I've never been a fan of "It's A Wonderful Life" - mainly because I'm not a fan of Jimmy Stewart.
If somehow you are not familiar with the iconic 1946 movie, "Jimmy Stewart starred as George Bailey, a big-hearted family man who wonders if the world would be better off if he was never born. George's compassion for others shuts him off from his dreams and forces him to live in a small town as a building and loan banker. When taking the blame for someone else's mistake lands George in hot water, he contemplates suicide until an angel named Clarence (Henry Travers) shows him what the world would look like without him."
Last year, for the first time ever, I actually enjoyed watching this movie. Maybe it was COVID, maybe it's getting older, maybe I finally just saw it enough times that I got past his accent, but for the first time, I actually enjoyed the movie.
Maybe I was just getting nostalgic for small-town America (I grew up in a small Ohio town) or maybe it was the values of basic goodness and sacrifice (sooo missing in today's society), or maybe it was the strong presence of community, friendship, and belonging that is so prominent in the movie, which strangely got stronger in some ways during COVID and in other ways further apart.
Or maybe it was George's character learning (the hard way) to define the success of his life not through money or what it can buy, but through his character and the impact he made on others. "Each man's life touches so many other lives.
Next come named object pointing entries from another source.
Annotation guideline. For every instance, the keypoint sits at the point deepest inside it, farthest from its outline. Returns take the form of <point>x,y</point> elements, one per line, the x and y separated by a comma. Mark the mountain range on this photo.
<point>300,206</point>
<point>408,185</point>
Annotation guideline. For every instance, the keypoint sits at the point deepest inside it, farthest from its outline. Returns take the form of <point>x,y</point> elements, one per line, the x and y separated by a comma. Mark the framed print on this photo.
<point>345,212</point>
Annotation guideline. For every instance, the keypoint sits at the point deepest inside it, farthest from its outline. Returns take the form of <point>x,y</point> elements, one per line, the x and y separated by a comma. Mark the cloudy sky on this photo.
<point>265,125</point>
When he isn't around he leaves an awful hole, doesn't he?"
David G. Allan writes, "We are all George Bailey. We have dreams unrealized. We are stressed by daily life. We don’t fully appreciate what we have, or what we’ve managed to accomplish despite our obstacles. We are too often focused on the wrong things. And we are closer than we realize to a huge, catastrophic meltdown triggered by a single financial calamity."
So if I could be any character in a holiday movie it would be George Bailey. As Allan writes, it's "Love for friends and family, the decency we exchange with those around us, the value of not doing “great things” but small things in a great way."
How many of us look at our lives from the viewpoint of what we’ve managed to accomplish despite our obstacles? I'd wager that most of us look more at the obstacles and what we feel they prevented us from accomplishing.
So as you go through this Christmas season be a George Bailey. Do small things in a great way. Those are the life moments inscribed in our hearts.